第6章 傷口に砂糖を(伊黒小芭内)*
軽めのキスで、一度唇が離れる。
『んなっ…にするんですか…!』
「恋人同士なら…キスくらいするだろ?」
『だから…!もう他人ですから…!』
ファーストキスがこんな風に奪われるなんて、と飛鳥は悶々としていた。
ドキドキが止まらず、顔はどんどん赤くなり身体は熱くなる一方。
「…もしかして初めてだったのか?」
『………』
小芭内の一言に飛鳥はキッと睨む。
「そんな目で睨んだって
歯止めが効かなくなるだけだ。
キスだけでそんな風になるなら
その先続けたらどうなるんだ?」
小芭内は余裕な表情で飛鳥に言う。
『…どいてください。
こんな風にからかうなんて
タチ悪いですよ。
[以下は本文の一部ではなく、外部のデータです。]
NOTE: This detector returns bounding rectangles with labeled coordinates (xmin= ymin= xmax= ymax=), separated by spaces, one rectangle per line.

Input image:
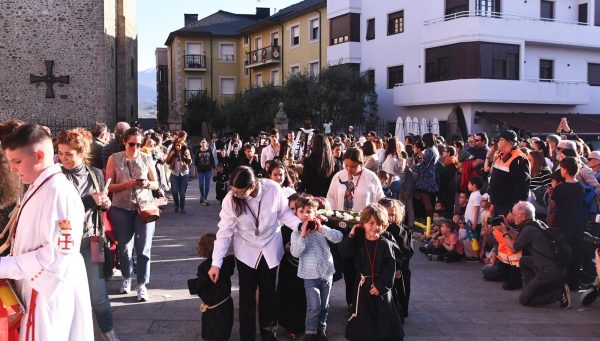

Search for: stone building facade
xmin=0 ymin=0 xmax=137 ymax=130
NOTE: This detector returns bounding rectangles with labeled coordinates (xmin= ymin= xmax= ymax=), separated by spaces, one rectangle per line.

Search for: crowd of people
xmin=0 ymin=115 xmax=600 ymax=340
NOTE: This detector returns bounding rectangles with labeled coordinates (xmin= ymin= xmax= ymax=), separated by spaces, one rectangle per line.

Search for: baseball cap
xmin=588 ymin=150 xmax=600 ymax=160
xmin=500 ymin=129 xmax=518 ymax=142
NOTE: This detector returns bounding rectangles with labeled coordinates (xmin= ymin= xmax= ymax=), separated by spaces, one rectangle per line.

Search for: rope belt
xmin=348 ymin=274 xmax=371 ymax=322
xmin=200 ymin=296 xmax=231 ymax=313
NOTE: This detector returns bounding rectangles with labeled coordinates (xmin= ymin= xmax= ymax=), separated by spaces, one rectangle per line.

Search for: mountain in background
xmin=138 ymin=68 xmax=156 ymax=118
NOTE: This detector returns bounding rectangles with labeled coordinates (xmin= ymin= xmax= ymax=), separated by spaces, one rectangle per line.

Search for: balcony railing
xmin=183 ymin=54 xmax=206 ymax=71
xmin=184 ymin=89 xmax=206 ymax=105
xmin=424 ymin=10 xmax=589 ymax=25
xmin=246 ymin=45 xmax=281 ymax=68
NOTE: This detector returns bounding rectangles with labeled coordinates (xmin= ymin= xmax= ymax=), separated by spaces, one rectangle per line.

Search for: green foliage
xmin=183 ymin=91 xmax=218 ymax=135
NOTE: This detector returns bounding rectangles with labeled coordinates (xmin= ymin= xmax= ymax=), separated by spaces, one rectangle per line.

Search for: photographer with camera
xmin=494 ymin=201 xmax=571 ymax=309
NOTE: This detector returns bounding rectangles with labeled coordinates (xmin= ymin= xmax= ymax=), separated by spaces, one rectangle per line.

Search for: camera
xmin=582 ymin=232 xmax=600 ymax=247
xmin=487 ymin=216 xmax=504 ymax=226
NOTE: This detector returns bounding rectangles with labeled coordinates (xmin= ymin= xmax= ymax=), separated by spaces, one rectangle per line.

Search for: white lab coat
xmin=212 ymin=179 xmax=302 ymax=269
xmin=0 ymin=165 xmax=94 ymax=341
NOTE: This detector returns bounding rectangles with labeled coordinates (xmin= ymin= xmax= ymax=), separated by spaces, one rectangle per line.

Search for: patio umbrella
xmin=431 ymin=117 xmax=440 ymax=135
xmin=421 ymin=117 xmax=429 ymax=135
xmin=395 ymin=116 xmax=404 ymax=141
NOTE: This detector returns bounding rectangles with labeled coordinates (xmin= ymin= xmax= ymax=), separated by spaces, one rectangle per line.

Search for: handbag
xmin=127 ymin=157 xmax=160 ymax=224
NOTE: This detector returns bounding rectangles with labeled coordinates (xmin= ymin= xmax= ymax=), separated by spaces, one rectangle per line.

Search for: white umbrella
xmin=404 ymin=116 xmax=413 ymax=134
xmin=395 ymin=116 xmax=404 ymax=142
xmin=421 ymin=117 xmax=429 ymax=135
xmin=431 ymin=117 xmax=440 ymax=135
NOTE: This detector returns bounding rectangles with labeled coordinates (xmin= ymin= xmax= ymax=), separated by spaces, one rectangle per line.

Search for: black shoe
xmin=560 ymin=284 xmax=571 ymax=309
xmin=317 ymin=330 xmax=329 ymax=341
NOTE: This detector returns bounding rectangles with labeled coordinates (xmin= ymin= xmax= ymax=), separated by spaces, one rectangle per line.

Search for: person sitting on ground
xmin=495 ymin=201 xmax=571 ymax=309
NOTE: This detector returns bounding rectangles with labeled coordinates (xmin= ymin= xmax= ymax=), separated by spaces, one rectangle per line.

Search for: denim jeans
xmin=81 ymin=242 xmax=113 ymax=333
xmin=110 ymin=207 xmax=155 ymax=285
xmin=198 ymin=170 xmax=212 ymax=200
xmin=304 ymin=276 xmax=333 ymax=334
xmin=171 ymin=174 xmax=190 ymax=210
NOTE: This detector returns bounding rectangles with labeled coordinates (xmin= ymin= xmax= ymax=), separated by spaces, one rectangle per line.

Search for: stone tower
xmin=0 ymin=0 xmax=137 ymax=131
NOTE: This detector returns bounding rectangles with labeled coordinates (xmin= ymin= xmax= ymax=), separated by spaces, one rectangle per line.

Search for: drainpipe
xmin=279 ymin=23 xmax=285 ymax=85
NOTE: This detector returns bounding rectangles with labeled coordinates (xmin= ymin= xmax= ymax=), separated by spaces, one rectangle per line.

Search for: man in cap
xmin=488 ymin=130 xmax=531 ymax=215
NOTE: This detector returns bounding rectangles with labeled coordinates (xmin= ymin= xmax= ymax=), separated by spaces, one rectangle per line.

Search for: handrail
xmin=423 ymin=10 xmax=590 ymax=26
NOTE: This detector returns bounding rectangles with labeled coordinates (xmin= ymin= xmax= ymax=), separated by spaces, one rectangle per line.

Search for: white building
xmin=327 ymin=0 xmax=600 ymax=136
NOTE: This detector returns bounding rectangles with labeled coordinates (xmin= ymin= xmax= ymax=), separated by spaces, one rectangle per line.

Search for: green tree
xmin=183 ymin=91 xmax=219 ymax=136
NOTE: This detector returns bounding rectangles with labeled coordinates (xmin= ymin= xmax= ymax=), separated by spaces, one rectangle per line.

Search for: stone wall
xmin=0 ymin=0 xmax=137 ymax=131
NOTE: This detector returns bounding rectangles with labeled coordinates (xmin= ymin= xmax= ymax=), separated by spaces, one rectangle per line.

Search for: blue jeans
xmin=304 ymin=276 xmax=333 ymax=334
xmin=198 ymin=170 xmax=212 ymax=200
xmin=110 ymin=207 xmax=155 ymax=285
xmin=81 ymin=242 xmax=113 ymax=333
xmin=171 ymin=174 xmax=190 ymax=210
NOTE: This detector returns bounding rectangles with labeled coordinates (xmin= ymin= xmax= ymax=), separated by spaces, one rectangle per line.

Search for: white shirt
xmin=465 ymin=191 xmax=481 ymax=229
xmin=212 ymin=179 xmax=301 ymax=269
xmin=0 ymin=165 xmax=94 ymax=341
xmin=260 ymin=145 xmax=279 ymax=169
xmin=328 ymin=167 xmax=385 ymax=211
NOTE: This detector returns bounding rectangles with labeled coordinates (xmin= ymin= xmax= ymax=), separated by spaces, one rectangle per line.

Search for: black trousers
xmin=519 ymin=256 xmax=566 ymax=306
xmin=236 ymin=257 xmax=278 ymax=341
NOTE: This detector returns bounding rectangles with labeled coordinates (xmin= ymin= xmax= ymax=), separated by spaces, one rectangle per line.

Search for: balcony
xmin=422 ymin=11 xmax=600 ymax=48
xmin=246 ymin=45 xmax=281 ymax=68
xmin=183 ymin=54 xmax=206 ymax=71
xmin=184 ymin=89 xmax=206 ymax=106
xmin=394 ymin=79 xmax=590 ymax=106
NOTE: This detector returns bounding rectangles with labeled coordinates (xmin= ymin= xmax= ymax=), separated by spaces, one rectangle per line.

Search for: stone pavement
xmin=109 ymin=180 xmax=600 ymax=341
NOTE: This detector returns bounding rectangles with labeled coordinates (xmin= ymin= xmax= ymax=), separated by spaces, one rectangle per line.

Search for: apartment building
xmin=327 ymin=0 xmax=600 ymax=135
xmin=165 ymin=0 xmax=329 ymax=126
xmin=240 ymin=0 xmax=329 ymax=89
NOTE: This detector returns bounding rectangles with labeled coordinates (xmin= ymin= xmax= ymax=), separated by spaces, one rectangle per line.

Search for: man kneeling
xmin=495 ymin=201 xmax=571 ymax=309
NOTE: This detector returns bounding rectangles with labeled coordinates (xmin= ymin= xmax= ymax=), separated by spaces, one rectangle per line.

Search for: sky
xmin=137 ymin=0 xmax=301 ymax=71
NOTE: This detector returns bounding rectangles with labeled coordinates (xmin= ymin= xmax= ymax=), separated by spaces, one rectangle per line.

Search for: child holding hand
xmin=341 ymin=204 xmax=404 ymax=341
xmin=290 ymin=196 xmax=343 ymax=341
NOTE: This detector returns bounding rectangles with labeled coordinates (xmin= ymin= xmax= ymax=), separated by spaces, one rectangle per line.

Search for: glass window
xmin=540 ymin=0 xmax=554 ymax=19
xmin=388 ymin=11 xmax=404 ymax=36
xmin=588 ymin=63 xmax=600 ymax=86
xmin=425 ymin=42 xmax=519 ymax=82
xmin=540 ymin=59 xmax=554 ymax=82
xmin=329 ymin=13 xmax=360 ymax=45
xmin=366 ymin=18 xmax=375 ymax=40
xmin=388 ymin=65 xmax=404 ymax=89
xmin=221 ymin=77 xmax=235 ymax=95
xmin=220 ymin=44 xmax=235 ymax=61
xmin=309 ymin=19 xmax=319 ymax=40
xmin=290 ymin=25 xmax=300 ymax=46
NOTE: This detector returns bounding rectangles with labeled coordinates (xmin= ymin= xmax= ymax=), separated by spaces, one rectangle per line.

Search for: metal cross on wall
xmin=29 ymin=60 xmax=69 ymax=98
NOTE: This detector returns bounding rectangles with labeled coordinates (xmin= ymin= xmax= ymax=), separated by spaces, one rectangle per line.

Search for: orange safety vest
xmin=492 ymin=229 xmax=523 ymax=267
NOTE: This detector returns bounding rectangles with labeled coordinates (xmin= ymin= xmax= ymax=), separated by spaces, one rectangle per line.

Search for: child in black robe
xmin=341 ymin=204 xmax=404 ymax=341
xmin=213 ymin=163 xmax=229 ymax=202
xmin=379 ymin=198 xmax=414 ymax=318
xmin=277 ymin=193 xmax=306 ymax=339
xmin=188 ymin=233 xmax=235 ymax=340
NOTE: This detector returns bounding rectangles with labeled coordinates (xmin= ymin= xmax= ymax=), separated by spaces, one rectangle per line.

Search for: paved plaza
xmin=109 ymin=180 xmax=600 ymax=341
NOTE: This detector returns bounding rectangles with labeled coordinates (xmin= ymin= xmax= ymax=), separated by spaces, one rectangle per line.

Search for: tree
xmin=183 ymin=91 xmax=219 ymax=135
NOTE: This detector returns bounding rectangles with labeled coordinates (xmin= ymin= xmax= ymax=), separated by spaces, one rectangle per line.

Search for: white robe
xmin=0 ymin=165 xmax=94 ymax=341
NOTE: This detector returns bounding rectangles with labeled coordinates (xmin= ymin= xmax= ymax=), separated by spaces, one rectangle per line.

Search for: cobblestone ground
xmin=104 ymin=180 xmax=600 ymax=341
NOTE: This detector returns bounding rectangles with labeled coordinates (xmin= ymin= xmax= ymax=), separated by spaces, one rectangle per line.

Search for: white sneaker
xmin=119 ymin=278 xmax=131 ymax=294
xmin=135 ymin=284 xmax=149 ymax=302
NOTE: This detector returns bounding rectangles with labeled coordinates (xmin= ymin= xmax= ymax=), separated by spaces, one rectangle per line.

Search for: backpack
xmin=531 ymin=220 xmax=573 ymax=266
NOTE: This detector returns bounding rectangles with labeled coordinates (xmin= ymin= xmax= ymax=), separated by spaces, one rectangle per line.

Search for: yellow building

』
「からかってるつもりはない。
俺は本気だ。
いくら言葉で伝えてもお前は理解しない。
それなら無理矢理にでも
理解してもらうまでだ。」
『分かってます…!
伊黒先輩は私のことなんて
好きじゃないのに
甘露寺さんのことが好きなのに
私と付き合って…
こんな風に私の気持ち弄んで…
…私ばかりこんなに先輩のこと
好きで辛いんです……!』
「…いや、全然分かってない。
俺がどれだけお前のことが
好きなのか。」
小芭内は再度飛鳥にキスをする。